Source : La Cimade - lettre premier ministre - 24/4/2020

Avec les organisations majeures du monde associatif, La Cimade s’est adressée hier au Premier ministre pour défendre la liberté d’expression attaquée par le nouveau marché sur l’intervention associative en rétention.

Paris le 23 avril 2020

Monsieur le Premier ministre,

La politique migratoire que vous menez a-t-elle besoin de s’entourer de silence ? N’est-il pas essentiel qu’elle soit au contraire soumise à la transparence, à l’examen et à l’interpellation citoyenne et au regard critique des organisations de la société civile ?

La récente ouverture par l’administration du marché de l’accompagnement juridique des personnes étrangères enfermées dans les centres de rétention administrative semble pourtant marquée par cette volonté de silence.

Alors même qu’il s’agit d’un droit fondamental garanti par la Constitution et la Convention européenne des droits de l’homme, le ministère de l’intérieur a supprimé, dans le nouveau marché, les clauses qui garantissaient explicitement la liberté d’expression et de témoignage sur les situations vécues par les personnes enfermées. Il a durci les clauses de confidentialité et de discrétion. N’est ainsi plus garantie la possibilité de rendre publiques, avec l’accord de la personne retenue et dans le respect de sa vie privée, les informations sur une situation individuelle. Alors que dans le même temps le ministère sanctionne financièrement très lourdement la diffusion de données à caractère personnel ! Enfin, il se donne la possibilité de retirer l’agrément sans motif et sans délai à toute personne salariée d’une association intervenante.

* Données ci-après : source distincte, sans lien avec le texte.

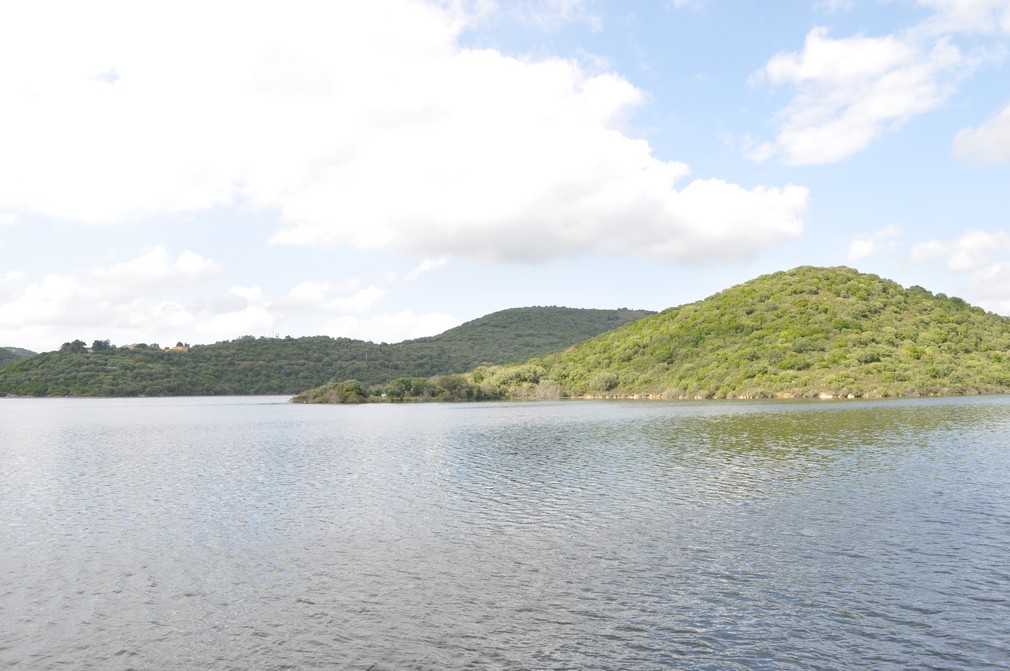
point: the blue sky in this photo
(388, 170)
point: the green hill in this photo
(286, 366)
(805, 332)
(10, 355)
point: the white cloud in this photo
(990, 287)
(989, 144)
(155, 270)
(391, 327)
(425, 266)
(879, 242)
(363, 124)
(552, 14)
(974, 251)
(851, 90)
(983, 256)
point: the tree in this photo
(75, 347)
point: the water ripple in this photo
(251, 534)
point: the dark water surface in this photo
(253, 534)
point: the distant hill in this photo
(9, 355)
(287, 366)
(805, 332)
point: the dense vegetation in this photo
(9, 355)
(287, 366)
(806, 332)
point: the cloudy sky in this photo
(201, 171)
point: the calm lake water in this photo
(254, 534)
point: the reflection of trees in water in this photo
(752, 447)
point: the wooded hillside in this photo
(287, 366)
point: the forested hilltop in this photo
(805, 332)
(287, 366)
(8, 355)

Or, les personnes qui sont enfermées en rétention le sont sur décision administrative — jusqu’à 90 jours, dans la promiscuité et des tensions connues — et il s’agit d’hommes, de femmes, de familles, d’enfants, de personnes malades, et souvent vulnérables. Elles sont enfermées dans des lieux oppressants, dont l’existence même est méconnue par la plupart, difficiles d’accès, marqués par un contexte de tensions extrêmes.

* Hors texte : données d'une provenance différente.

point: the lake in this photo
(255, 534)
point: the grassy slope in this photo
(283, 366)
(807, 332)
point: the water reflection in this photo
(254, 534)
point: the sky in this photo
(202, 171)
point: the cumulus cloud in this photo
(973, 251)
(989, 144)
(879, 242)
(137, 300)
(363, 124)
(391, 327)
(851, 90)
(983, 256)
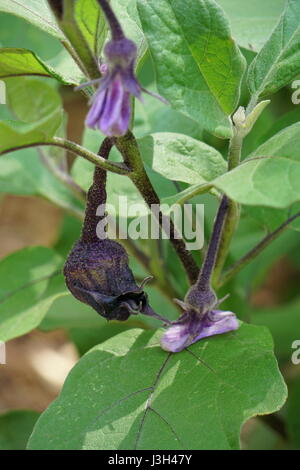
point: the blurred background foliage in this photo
(39, 209)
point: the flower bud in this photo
(98, 274)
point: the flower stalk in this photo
(200, 318)
(129, 150)
(97, 271)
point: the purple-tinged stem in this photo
(96, 196)
(115, 27)
(208, 265)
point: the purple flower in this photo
(110, 109)
(190, 328)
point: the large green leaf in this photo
(36, 12)
(252, 22)
(198, 66)
(279, 60)
(15, 134)
(23, 173)
(15, 429)
(30, 282)
(282, 321)
(39, 109)
(181, 158)
(129, 394)
(91, 21)
(18, 62)
(270, 177)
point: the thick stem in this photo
(232, 216)
(204, 279)
(240, 264)
(235, 149)
(75, 43)
(115, 27)
(96, 196)
(230, 225)
(128, 147)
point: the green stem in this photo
(233, 214)
(119, 168)
(246, 259)
(97, 160)
(128, 148)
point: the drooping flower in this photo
(190, 328)
(110, 109)
(201, 319)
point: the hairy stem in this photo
(128, 148)
(232, 216)
(62, 176)
(96, 196)
(246, 259)
(208, 265)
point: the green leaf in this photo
(15, 134)
(15, 429)
(30, 282)
(18, 62)
(92, 24)
(127, 14)
(282, 321)
(252, 22)
(272, 182)
(182, 158)
(129, 394)
(36, 12)
(293, 413)
(38, 106)
(270, 176)
(279, 60)
(198, 66)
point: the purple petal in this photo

Il est essentiel de faire entendre la parole de ces personnes fragilisées, et de témoigner de ce qu’elles vivent, de rendre compte des procédures administratives très complexes qui les concernent, des conditions de restriction de liberté qui les frappent et de l’expulsion qui les attend, mais aussi des procédures mises en œuvre pour faire valoir leurs droits et parfois des raisons de leur remise en liberté.

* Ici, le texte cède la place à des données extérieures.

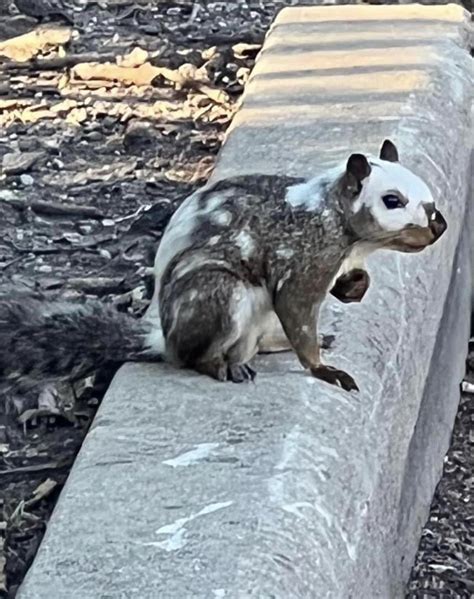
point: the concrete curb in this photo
(186, 488)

Réduire au silence les associations qui interviennent auprès de ces personnes serait une atteinte grave à leurs droits et à la liberté d’expression et de témoignage des associations alors même que ce droit est garanti par la Charte d’engagements réciproques entre l’État, le mouvement associatif et les collectivités territoriales signée par un de vos prédécesseurs le 14 février 2014 qui indique en son article II : « L’État et les collectivités territoriales reconnaissent aux associations une fonction d’interpellation indispensable au fonctionnement de la démocratie. »

La liberté d’expression et d’interpellation est un bloc indivisible. Interdire aujourd’hui de témoigner de ce que vivent les personnes étrangères en centre de rétention, ce serait comme interdire demain de témoigner de ce que vivent les personnes en prison, les malades dans les hôpitaux, les personnes à la rue. Cette liberté est un pilier des libertés civiques, garant de la transparence de la vie démocratique, de la responsabilité et de la redevabilité des pouvoirs publics et des autorités administratives auprès de l’opinion. Dans le contexte épidémique actuel, nos organisations se mobilisent. Elles restent convaincues que le regard extérieur des associations est essentiel pour la protection de la santé publique et le respect des droits de tous.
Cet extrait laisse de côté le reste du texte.